Nexen is a Canadian-based, global energy company growing value responsibly. We are strategically positioned in some of the world's most exciting regions: the North Sea, deep-water Gulf of Mexico, Middle East, offshore West Africa and the Canadian Athabasca oil sands.

Nexen evaluating future activities in Yemen after Masila sharing contract not renewed

23rd Nov 2011, 10:32 am by Brad Lemaire
Nexen evaluating future activities in Yemen after Masila sharing contract not renewed

Nexen (TSE:NXY)(NYSE:NXY) said on Wednesday that the Yemen Government did not renew its production sharing agreement at the Masila block, prompting the oil and gas company to evaluate future activities in the country. 

The production sharing agreement is scheduled to expire on December 17, 2011. The block will then be operated by a newly created Yemen state-owned company.

Nexen chief executive Marvin Romanow said: "The Masila discovery started Nexen's long and mutually beneficial association with Yemen and its people.

"While we're disappointed we did not receive an extension, our operations at Masila have generated significant value for our company, enabling us to deploy the cash flow to build our current portfolio of legacy assets."

Nexen first entered Yemen in 1987, and has produced more than 1.1 billion barrels of oil.

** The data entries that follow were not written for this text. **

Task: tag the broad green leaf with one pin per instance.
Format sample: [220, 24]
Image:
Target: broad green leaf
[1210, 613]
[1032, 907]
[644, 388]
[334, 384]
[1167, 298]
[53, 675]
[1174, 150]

Production at Masila peaked in 2003 at 225,000 barrels of oil per day (bbl/d), and has since fallen to an average 24,000 to 28,000 bbl/d. 

The company said that after royalties its share of production this year is expected to be about 14,000 to 16,000 bbl/d.

Nexen said the decrease in overall production volumes in Yemen will be mitigated by the start-up of the Usan offshore project in West Africa, which is slated to begin production in the first half of 2012.

"This change in production mix is expected to contribute to higher cash flow from operations in 2012 as Usan's anticipated netback is about double the Yemen netback at current prices," Romanow said.

The production agreements expiry will not affect Nexen’s reserves. The company noted it did not book any barrels beyond the contracts term. Capital costs were also amortized over the contract period, the company said.

A second production agreement block in Yemen, named East Al-Hajr, is slated to expire in 2023. That block produces about 6,000 to 8,000 bbl/d, after royalties Nexen nets 3,000 to 4,000 bbl/d. 

"We are currently evaluating alternatives with respect to Block 51 and future activities in the country," the company said in a statement.

The Calgary, Alberta-based energy producer lost 41 cents, or 2.79 percent, falling to $14.29 a share on the New York Stock Exchange.